Quatrième question pour essayer de comprendre le drame est posée par ce document : « Pourquoi tout cet usage excessif de bombes lacrymogènes contre des centaines de migrants encerclés dans un lieu étroit et presque fermé ? », proteste l’AMDH. Plusieurs témoignages recueillis par ENASS confirment l’effet des projectiles tirés du côté marocain et espagnol dans l’étouffement et le mouvement de foule au niveau de la porte Bario Chino. Dans son rapport, le CNDH pointe du doigt l’asphyxie comme « cause du décès » pour donner suite à une « catastrophe de masse » sans pouvoir préciser si ces projectiles avaient amplifié le nombre de décès. 

Questions #5 et #6 : Secours tardifs et sélectifs

La cinquième et sixième question interrogent la rapidité et l’efficacité des secours la matinée du 24 juin. « Pourquoi les autorités ont commencé par transporter les morts par les ambulances de la protection civiles, alors que les blessés sont restés des heures à terre sans aucun secours ? », se demande l’AMDH.

Et d’ajouter une dernière question : « Pourquoi les autorités marocaines, mais aussi espagnoles n’ont mobilisé aucune équipe ni moyens de secours sur place pour secourir des dizaines de migrants qui agonisaient devant les yeux des autorités. Cette situation grave nécessitait des équipes médicales et non pas des centaines de militaires ». L’AMDH précise dans son rapport que 4 ambulances ont été mobilisées à partir de 11h30. Elles ont servi en premier pour transporter les morts et non pas les blessés. Durant cette journée, 20 ambulances ont été mobilisées. Elles ont transporté les blessés jusqu’à 21h du soir. Pour le CNDH, « les soins nécessaires ont été présentés ». 

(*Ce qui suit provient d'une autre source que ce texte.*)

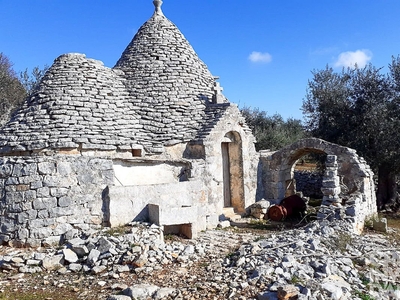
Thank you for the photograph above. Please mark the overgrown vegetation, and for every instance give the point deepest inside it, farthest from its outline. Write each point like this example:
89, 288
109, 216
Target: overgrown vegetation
15, 88
360, 108
272, 132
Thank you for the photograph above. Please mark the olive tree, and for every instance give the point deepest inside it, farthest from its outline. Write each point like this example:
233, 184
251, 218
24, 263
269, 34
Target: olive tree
12, 92
360, 108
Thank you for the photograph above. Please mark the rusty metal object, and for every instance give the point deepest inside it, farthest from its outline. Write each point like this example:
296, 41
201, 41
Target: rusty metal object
277, 213
294, 205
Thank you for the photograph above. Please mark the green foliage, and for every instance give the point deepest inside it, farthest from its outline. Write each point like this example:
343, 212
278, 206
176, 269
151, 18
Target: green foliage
272, 132
13, 88
359, 108
12, 91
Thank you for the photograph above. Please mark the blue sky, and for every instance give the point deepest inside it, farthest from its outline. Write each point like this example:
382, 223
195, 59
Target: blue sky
263, 51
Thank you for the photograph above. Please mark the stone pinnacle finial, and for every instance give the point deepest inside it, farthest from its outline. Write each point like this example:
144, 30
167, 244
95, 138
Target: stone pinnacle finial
157, 4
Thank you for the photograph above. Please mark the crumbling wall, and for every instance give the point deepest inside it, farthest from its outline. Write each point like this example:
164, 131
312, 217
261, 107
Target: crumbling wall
45, 197
347, 175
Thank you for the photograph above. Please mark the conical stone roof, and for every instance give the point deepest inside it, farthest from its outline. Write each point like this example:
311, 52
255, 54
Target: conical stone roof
157, 94
166, 79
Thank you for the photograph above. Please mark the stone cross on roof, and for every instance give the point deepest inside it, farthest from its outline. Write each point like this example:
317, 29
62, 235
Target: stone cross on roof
157, 4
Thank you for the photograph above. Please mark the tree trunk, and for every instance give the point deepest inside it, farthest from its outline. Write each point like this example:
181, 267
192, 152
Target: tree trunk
386, 194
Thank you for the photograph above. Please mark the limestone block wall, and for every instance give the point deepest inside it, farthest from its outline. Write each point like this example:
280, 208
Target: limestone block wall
45, 197
309, 183
349, 177
131, 203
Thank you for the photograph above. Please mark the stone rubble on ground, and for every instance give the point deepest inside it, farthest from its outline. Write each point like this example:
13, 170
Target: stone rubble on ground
319, 261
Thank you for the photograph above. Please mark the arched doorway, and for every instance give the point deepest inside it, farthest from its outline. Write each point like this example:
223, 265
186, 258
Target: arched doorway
232, 168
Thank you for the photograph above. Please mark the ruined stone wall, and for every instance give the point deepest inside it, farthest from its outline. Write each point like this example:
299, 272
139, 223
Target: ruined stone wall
309, 183
45, 197
351, 180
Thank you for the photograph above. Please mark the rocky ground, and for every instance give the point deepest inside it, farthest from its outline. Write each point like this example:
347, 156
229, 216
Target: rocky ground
317, 261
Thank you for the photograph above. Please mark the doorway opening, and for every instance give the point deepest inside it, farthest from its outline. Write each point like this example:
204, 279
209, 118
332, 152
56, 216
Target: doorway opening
232, 168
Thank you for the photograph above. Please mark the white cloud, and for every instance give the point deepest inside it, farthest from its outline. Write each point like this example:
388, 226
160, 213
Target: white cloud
259, 57
350, 58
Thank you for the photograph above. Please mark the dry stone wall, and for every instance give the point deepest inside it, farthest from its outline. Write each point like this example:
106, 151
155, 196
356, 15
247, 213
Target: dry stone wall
348, 185
43, 198
167, 82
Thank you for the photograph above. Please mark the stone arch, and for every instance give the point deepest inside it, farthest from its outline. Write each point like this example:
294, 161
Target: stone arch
232, 161
355, 176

« Pourquoi tout cet usage excessif de bombes lacrymogènes contre des centaines de migrants encerclés dans un lieu étroit et presque fermé ? ».

AMDH Nador.

Pour l’AMDH, ces décisions « graves et successives prises par les autorités marocaines pendant quelques jours seulement marquant un nouveau tournant dans la façon de pratiquer le rôle de gendarme que joue le Maroc directement après la normalisation des relation maroco-espagnoles et qui expliquent largement ce bilan très lourd en morts, blessés et disparus », conclue cette association qui continue à revendiquer « une enquête indépendante et complète sur ce drame ».